Not only did the relief bill put $1,400 stimulus checks into millions of people’s pockets, but it also boosted unemployment benefits by $300 a week and exempted $10,200 of jobless benefits from federal taxes.
But the timing of the bill made the latter provision a little tricky. The IRS opened tax season in early February, but the relief bill itself wasn’t signed until mid-March. That means a lot of filers who got unemployment benefits in 2020 had already submitted their tax returns by the time the American Rescue Plan came out. As such, many missed out on claiming that unemployment tax break.
Thankfully, the IRS has a plan for addressing returns that didn’t account for that change. The agency recently announced that filers who are due money back for that now-exempt $10,200 in unemployment income do not have to submit amended tax returns. Rather, the IRS will issue refunds automatically to those who were entitled to that tax break but didn’t account for it.

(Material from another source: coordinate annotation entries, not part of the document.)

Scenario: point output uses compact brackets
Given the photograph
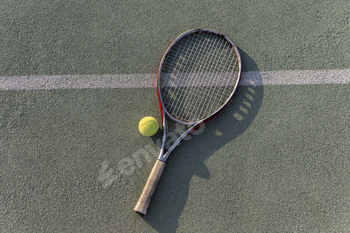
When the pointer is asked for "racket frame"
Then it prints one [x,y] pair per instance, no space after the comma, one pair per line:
[145,198]
[194,125]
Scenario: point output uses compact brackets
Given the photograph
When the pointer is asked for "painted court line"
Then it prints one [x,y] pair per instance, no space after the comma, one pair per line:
[289,77]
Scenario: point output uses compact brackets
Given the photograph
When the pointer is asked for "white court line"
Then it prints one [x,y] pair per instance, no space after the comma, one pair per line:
[289,77]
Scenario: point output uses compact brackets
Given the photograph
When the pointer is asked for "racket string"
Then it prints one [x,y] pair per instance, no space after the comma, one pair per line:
[190,80]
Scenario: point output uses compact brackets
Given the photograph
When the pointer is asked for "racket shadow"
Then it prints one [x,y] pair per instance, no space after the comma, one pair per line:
[188,159]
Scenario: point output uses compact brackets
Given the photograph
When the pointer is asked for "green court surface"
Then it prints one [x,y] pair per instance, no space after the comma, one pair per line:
[72,159]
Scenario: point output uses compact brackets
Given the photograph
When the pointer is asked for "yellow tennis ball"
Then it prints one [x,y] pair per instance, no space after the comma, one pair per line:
[148,126]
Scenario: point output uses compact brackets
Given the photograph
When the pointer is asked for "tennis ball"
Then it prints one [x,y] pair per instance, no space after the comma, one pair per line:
[148,126]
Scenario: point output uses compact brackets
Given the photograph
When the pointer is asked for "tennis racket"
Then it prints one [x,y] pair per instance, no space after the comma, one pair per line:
[197,77]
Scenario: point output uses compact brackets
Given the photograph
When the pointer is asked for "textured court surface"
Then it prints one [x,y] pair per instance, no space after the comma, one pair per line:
[77,76]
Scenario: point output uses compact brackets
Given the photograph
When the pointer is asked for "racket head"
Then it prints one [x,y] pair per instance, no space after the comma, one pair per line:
[198,76]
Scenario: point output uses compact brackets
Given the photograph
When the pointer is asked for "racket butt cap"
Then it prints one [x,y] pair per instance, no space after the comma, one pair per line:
[145,198]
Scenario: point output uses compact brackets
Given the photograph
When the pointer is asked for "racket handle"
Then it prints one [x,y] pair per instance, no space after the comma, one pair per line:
[145,198]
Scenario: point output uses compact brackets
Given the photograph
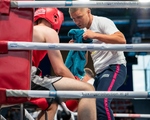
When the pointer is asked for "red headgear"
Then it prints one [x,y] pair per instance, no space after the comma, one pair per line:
[52,15]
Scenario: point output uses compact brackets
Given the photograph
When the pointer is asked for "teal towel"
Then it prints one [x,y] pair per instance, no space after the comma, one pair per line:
[76,60]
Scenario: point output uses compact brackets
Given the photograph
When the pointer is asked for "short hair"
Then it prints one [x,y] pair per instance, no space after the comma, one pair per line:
[72,10]
[89,72]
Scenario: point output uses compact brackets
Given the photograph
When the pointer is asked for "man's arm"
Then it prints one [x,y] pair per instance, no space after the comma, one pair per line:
[116,38]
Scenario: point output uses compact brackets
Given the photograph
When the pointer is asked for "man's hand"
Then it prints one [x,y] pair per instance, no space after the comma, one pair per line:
[88,34]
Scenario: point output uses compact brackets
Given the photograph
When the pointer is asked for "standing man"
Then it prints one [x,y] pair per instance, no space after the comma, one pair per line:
[47,24]
[110,66]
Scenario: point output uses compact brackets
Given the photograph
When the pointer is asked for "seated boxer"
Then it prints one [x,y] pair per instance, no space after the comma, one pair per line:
[47,24]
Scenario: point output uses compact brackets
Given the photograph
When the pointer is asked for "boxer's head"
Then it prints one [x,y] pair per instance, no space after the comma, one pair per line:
[52,15]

There’s just one problem — those refunds won’t be coming until May, and some may not reach recipients until the summer. And since many Americans need their refunds as soon as possible, that’s just not ideal.
A Good Problem To Fix
It’s great that Americans won’t have to pay taxes on $10,200 of unemployment income. That tax break will put a lot of extra cash into people’s bank accounts.
But waiting until May to get a refund on that money could put a lot of people in a tight spot. Many Americans were living paycheck to paycheck before the pandemic and routinely rely on their tax refunds to make ends meet. And these days, more filers may need their refunds to cover basic expenses — particularly those who have lost income during COVID-19. As such, waiting until May to get that money isn’t ideal.
Now, the good news is that last year, the IRS paid tax filers interest on refunds issued after the original April 15 tax-filing deadline. There’s a chance the agency will do the same this year. But that still means many households could rack up debt between now and May while waiting for their refunds.
It does help that millions of stimulus payments have already been issued, so some tax filers awaiting a refund may be able to fall back on their stimulus cash instead. But not everyone who’s entitled to a stimulus has that money already. The IRS can only issue a limited number of checks and debit cards at once, so those waiting on a direct payment in either form may not get their money until later in April or possibly even May. Throw in a tax refund delay on top of a stimulus payment delay, and it certainly makes for a less-than-ideal financial situation for many.